TWICEは、メンバー9人のうち3人が日本人。日本人9人組のNiziUは、韓国のJ.Y.Parkさんがプロデュースしています。映画界では、日本の是枝裕和監督が「ベイビー・ブローカー」(22年)を韓国で製作。主演のソン・ガンホさんがカンヌ国際映画祭で男優賞を獲得しました。文化・芸術面での結びつきは強まっています。

政治状況に左右されない
朝中高読者の特派員(東京都・高1)は中1のころ、TWICEのミュージックビデオを見て好きになりました。「韓国や台湾のメンバーが日本にたくさん興味を持ってくれていて、親近感がわきました」。一方で、動画投稿サイトで、日本人のふりをした韓国人が韓国でタクシーに乗り、冷遇される内容の動画を見て複雑な思いをしたことも。「私みたいなK-POP好きもいるし、日本のアニメやドラマが好きな韓国人もいる。その結びつきがさらに強くなっていけば」と願います。

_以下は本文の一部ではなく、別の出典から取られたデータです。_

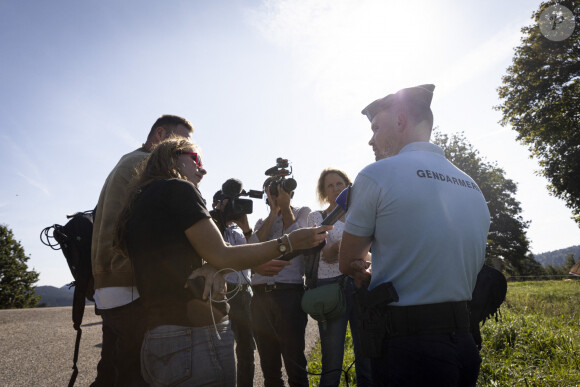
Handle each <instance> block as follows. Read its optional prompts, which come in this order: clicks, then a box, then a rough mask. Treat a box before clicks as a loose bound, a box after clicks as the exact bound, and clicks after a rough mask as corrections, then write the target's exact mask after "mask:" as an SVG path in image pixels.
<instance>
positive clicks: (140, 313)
mask: <svg viewBox="0 0 580 387" xmlns="http://www.w3.org/2000/svg"><path fill="white" fill-rule="evenodd" d="M99 314H100V315H101V317H102V319H103V346H102V348H101V359H100V360H99V364H98V365H97V378H96V379H95V381H94V382H93V383H92V384H91V386H93V387H100V386H107V387H110V386H147V383H145V381H144V380H143V378H142V376H141V343H142V342H143V336H144V334H145V308H144V307H143V305H142V303H141V299H137V300H135V301H133V302H131V303H130V304H127V305H123V306H120V307H118V308H113V309H99Z"/></svg>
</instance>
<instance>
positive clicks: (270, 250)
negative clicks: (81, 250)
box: [116, 138, 331, 386]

別の特派員(神奈川県・高2)も小5のころからのTWICEのファン。その後、ドラマや映画にも熱中し、アイドル出身の俳優ペ・スジさんが「推し」です。
字幕なしで映像作品を楽しみたいと、中学に上がってから独学で韓国語の勉強を始めました。昨年、韓国政府が主催する韓国語能力試験で、最難関から2番目の5級を取得しました。
「文化の交流は政治状況に左右されない。状況がよくても偏見を持つ人はいるし、悪くても固定のファンはお互いにいる」と考えます。
神戸大学大学院の木村幹教授は「そもそも政治と文化は切り離して考えるべきもの。今の若い世代は、それが自然にできている。感情に左右されたひと昔前より、ずっと健全です」と話します。